4
HE ALSO BEARS HIS CROSSgr
JEAN VALJEAN had resumed his advance, and had not stopped again.
This advance became more and more laborious. The level of these arches varies; the medium height is about five feet six inches, and was calculated for the stature of a man; Jean Valjean was compelled to bend so, as not to hit Marius against the arch; he had to stoop every second, then rise up, to grope incessantly for the wall. The moisture of the stones and the sliminess of the floor made them bad points of support, whether for the hand or the foot. He was wading in the hideous muck of the city. The occasional gleams from the air-holes appeared only at long intervals, and so ghastly were they that the noonday seemed but moonlight; all the rest was mist, miasma, opacity, blackness. Jean Valjean was hungry and thirsty; thirsty especially; and this place, like the sea, is one full of water where you cannot drink. His strength, which was prodigious, and very little diminished by age, thanks to his chaste and sober life, began to give way notwithstanding. Fatigue grew upon him, and as his strength diminished the weight of his load increased. Marius, dead perhaps, weighed heavily upon him as inert bodies do. Jean Valjean supported him in such a way that his breast was not compressed and his breathing could always be as free as possible. He felt the rapid gliding of the rats between his legs. One of them was so frightened as to bite him. There came to him from time to time through the aprons of the mouths of the sewer a breath of fresh air which revived him.
It might have been three o‘clock in the afternoon when he arrived at the belt sewer.
He was first astonished at this sudden enlargement.

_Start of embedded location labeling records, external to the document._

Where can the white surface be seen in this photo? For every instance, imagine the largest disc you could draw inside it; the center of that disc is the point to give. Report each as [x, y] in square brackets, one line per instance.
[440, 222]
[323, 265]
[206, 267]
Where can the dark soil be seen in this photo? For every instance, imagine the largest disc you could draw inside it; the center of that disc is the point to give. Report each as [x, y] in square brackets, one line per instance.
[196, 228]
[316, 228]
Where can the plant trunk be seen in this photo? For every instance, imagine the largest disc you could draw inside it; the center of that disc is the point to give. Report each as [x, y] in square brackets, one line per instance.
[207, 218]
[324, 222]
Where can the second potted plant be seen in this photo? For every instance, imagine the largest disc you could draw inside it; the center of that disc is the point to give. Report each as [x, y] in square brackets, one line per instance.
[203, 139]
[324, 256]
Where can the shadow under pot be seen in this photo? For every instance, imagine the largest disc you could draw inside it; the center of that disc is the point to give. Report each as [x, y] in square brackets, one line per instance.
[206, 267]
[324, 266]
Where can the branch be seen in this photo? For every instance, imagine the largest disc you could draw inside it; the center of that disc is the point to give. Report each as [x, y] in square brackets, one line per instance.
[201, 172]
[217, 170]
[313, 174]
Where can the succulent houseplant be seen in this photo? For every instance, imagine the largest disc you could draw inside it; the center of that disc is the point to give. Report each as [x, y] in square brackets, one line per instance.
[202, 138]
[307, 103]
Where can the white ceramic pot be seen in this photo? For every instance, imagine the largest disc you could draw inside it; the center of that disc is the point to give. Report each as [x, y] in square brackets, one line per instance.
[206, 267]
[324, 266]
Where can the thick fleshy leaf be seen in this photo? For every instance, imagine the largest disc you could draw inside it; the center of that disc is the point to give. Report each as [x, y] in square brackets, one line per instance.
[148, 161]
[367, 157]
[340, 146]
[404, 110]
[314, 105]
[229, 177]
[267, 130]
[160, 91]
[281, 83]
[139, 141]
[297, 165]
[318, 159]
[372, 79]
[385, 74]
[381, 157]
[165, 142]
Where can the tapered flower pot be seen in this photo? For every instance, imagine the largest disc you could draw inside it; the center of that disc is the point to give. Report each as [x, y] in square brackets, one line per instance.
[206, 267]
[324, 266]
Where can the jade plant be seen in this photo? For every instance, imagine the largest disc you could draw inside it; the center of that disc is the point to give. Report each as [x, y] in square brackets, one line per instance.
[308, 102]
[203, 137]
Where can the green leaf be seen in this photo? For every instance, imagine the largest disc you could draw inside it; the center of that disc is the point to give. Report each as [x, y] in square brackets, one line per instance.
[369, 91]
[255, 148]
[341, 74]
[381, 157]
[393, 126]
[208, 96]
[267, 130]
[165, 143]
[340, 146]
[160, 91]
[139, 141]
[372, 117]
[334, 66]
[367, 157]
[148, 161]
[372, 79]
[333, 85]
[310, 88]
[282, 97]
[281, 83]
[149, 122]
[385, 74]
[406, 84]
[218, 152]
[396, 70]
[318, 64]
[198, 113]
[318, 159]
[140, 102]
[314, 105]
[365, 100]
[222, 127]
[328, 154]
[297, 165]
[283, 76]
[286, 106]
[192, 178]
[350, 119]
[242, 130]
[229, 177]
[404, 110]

He abruptly found himself in the gallery where his outstretched hands did not reach the two walls, and under an arch which his head did not touch. The Grand Sewer indeed is eight feet wide and seven high.
At the point where the Montmartre sewer joins the Grand Sewer, two other subterranean galleries, that of the Rue de Provence and that of the Abattoir, coming in, make a square. Between these four ways a less sagacious man would have been undecided. Jean Valjean took the widest, that is to say, the belt sewer. But there the question returned: to descend, or to ascend? He thought that the condition of affairs was urgent, and that he must, at whatever risk, now reach the Seine. In other words, descend. He turned to the left.
His instinct served him well. To descend was, in fact, possible safety.
He left on his right the two passages which ramify in the form of a claw under the Rue Lafitte and the Rue Saint Georges, and the long forked corridor of the Chaussée d‘Antin.
A little beyond an affluent which was probably the branching of the Madeleine, he stopped. He was very tired. A large air-hole, probably the vista on the Rue d‘Anjou, produced an almost vivid light. Jean Valjean, with the gentleness of movement of a brother for his wounded brother, laid Marius upon the side bank of the sewer. Marius’ bloody face appeared, under the white gleam from the air-hole, as if at the bottom of a tomb. His eyes were closed, his hair adhered to his temples like brushes dried in red paint, his hands dropped down lifeless, his limbs were cold, there was coagulated blood at the corners of his mouth. A clot of blood had gathered in the tie of his cravat; his shirt was bedded in the wounds, the cloth of his coat chafed the gaping gashes in the living flesh. Jean Valjean, removing the gar ments with the ends of his fingers, laid his hand upon his breast; the heart still beat. Jean Valjean tore up his shirt, bandaged the wounds as well as he could, and staunched the flowing blood; then, bending in the twilight over Marius, who was still unconscious and almost lifeless, he looked at him with an inexpressible hatred.
In opening Marius’ clothes, he had found two things in his pockets, the bread which had been forgotten there since the day previous, and Marius’ pocket-book. He ate the bread and opened the pocket-book. On the first page he found the four lines written by Marius. They will be remembered.
“My name is Marius Pontmercy. Carry my corpse to my grandfather‘s, M. Gillenormand, Rue des Filles du Calvaire, No. 6, in the Marais.”
By the light of the air-hole, Jean Valjean read these four lines, and stopped a moment as if absorbed in himself, repeating in an undertone: “Rue des Filles du Calvaire, Number Six, Monsieur Gillenormand.” He replaced the pocket-book in Marius’ pocket. He had eaten, strength had returned to him: he took Marius on his back again, laid his head carefully upon his right shoulder, and began to descend the sewer.
Nothing told him what zone of the city he was passing through, nor what route he had followed. Only the growing pallor of the gleams of light which he saw from time to time, indicated that the sun was withdrawing from the pavement and that the day would soon be gone; and the rum blings of the waggons above his head, from continuous having become intermittent, then having almost ceased, he concluded that he was under central Paris no longer, and that he was approaching some solitary region, in the vicinity of the outer boulevards or the furthest quais. Where there are fewer houses and fewer streets, the sewer has fewer air-holes. The darkness thickened about Jean Valjean. He none the less continued to advance, groping in the darkness.
This darkness suddenly became terrible.